Why emoting can be good for you, and how to let feelings go – consciously and responsibly.
Trying to control emotions in order to stay calm can itself create stress. Release is often needed as part of the healing process in an otherwise healthy organism. Think of a physical wound: pus naturally accumulates at the site of an infection. But if it is blocked instead of being released it can create a more serious problem in the form of an abscess.

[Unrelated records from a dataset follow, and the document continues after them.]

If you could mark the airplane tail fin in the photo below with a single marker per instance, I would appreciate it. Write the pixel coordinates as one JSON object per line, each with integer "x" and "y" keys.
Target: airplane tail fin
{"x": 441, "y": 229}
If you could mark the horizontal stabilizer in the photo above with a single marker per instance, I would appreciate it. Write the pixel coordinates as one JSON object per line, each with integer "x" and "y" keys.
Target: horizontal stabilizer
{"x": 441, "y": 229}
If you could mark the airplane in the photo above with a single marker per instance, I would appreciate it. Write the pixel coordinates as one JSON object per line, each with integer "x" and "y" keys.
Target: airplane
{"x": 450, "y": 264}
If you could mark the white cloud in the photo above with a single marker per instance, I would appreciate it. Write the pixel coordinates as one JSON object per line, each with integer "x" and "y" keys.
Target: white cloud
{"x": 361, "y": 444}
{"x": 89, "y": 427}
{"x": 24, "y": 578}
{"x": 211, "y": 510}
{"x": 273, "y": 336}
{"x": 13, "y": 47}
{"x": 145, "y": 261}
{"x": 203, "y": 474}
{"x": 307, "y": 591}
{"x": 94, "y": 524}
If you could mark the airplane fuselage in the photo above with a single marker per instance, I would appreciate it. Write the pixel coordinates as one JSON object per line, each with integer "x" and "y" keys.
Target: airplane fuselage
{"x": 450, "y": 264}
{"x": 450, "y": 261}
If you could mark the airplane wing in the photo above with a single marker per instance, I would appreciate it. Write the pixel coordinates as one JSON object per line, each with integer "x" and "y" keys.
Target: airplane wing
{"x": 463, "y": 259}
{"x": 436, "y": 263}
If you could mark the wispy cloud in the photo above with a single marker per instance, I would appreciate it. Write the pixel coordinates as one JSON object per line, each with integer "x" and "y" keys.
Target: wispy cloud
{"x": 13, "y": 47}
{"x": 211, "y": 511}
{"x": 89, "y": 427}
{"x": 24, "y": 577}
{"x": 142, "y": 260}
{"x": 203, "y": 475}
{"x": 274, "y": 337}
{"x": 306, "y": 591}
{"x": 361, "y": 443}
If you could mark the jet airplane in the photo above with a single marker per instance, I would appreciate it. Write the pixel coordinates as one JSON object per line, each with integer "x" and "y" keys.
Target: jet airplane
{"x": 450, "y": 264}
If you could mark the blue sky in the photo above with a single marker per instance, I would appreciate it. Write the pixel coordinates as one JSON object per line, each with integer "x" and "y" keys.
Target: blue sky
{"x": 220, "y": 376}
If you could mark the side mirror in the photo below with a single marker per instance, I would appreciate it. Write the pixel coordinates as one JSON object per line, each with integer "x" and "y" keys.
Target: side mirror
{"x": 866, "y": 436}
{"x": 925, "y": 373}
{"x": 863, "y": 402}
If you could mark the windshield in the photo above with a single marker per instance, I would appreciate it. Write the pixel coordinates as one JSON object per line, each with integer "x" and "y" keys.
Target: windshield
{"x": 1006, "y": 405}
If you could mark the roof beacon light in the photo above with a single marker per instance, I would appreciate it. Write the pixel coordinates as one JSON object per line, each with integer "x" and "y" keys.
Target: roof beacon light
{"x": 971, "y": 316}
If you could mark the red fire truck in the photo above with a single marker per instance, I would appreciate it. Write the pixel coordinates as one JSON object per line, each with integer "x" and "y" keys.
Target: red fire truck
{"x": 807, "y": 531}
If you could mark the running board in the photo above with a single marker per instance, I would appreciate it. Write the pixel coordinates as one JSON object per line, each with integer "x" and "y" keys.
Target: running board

In Finding calm on an emotional rollercoaster we saw how we can observe physical sensations, thoughts, and feelings mindfully, from a place of self-remembering. And how we can recognise them as being transient, peripheral to our essential selves. Otherwise, we may become identified with all that passes by and that’s when the trouble starts….
A man, away in another city on business, was informed that his house was on fire. Anxiously he made his way home only to watch in horror as vicious-tongued flames greedily consumed the remains of the house. It had been a beautiful house: the family had grown up in it; it had cost a lot.
One of his sons, seeing how upset his father was, consoled him, saying, ‘Don’t worry; I sold it yesterday! I’d heard you saying it was now too big for you and mum, and I met a wealthy foreigner who was willing to give anything for it!’ His father’s face broke into a broad smile, and he clapped his son on his back, relieved.
Nothing had changed: the house was still burning. But it didn’t belong to him anymore, so who cared?
As the man was congratulating his son, his eldest daughter joined them, her face creased with worry. ‘This is a disaster!’ she commented. ‘I was in on the deal with the prospective buyer,’ she said to her father, ‘but it wasn’t signed and sealed. And now we’ve got nothing to sell!’ The man gazed at her, speechless with dismay.
The situation was the same; the house was still on fire. Only the idea had changed. When the house was his, he was distraught. When it wasn’t, he was without a worry.
Just then, the man who had wanted to buy the house drove up. ‘Look, this is really bad luck for you – having your house burned down,’ he said. ‘But, I really want this piece of land anyway. I’m willing to give you the amount we agreed on yesterday.’
The man’s anxiety was instantly replaced with relief and gratitude. With the house no longer his there was no problem (regardless of whether the house was in good condition or a pile of ashes).
Remembering ourselves as the observer of our emotions is an effective key in staying calm. Yet, sometimes feelings run so high that being mindful of them seems impossible.
Impassively observing anger, for example, can be like trying to keep the cork on a partly opened bottle of champagne: sooner or later all the ‘fizz’ will have to find an outlet. So before any unstoppable explosion takes you over, it can be helpful to let such feelings have an airing – but not by randomly letting rip and dumping them on others.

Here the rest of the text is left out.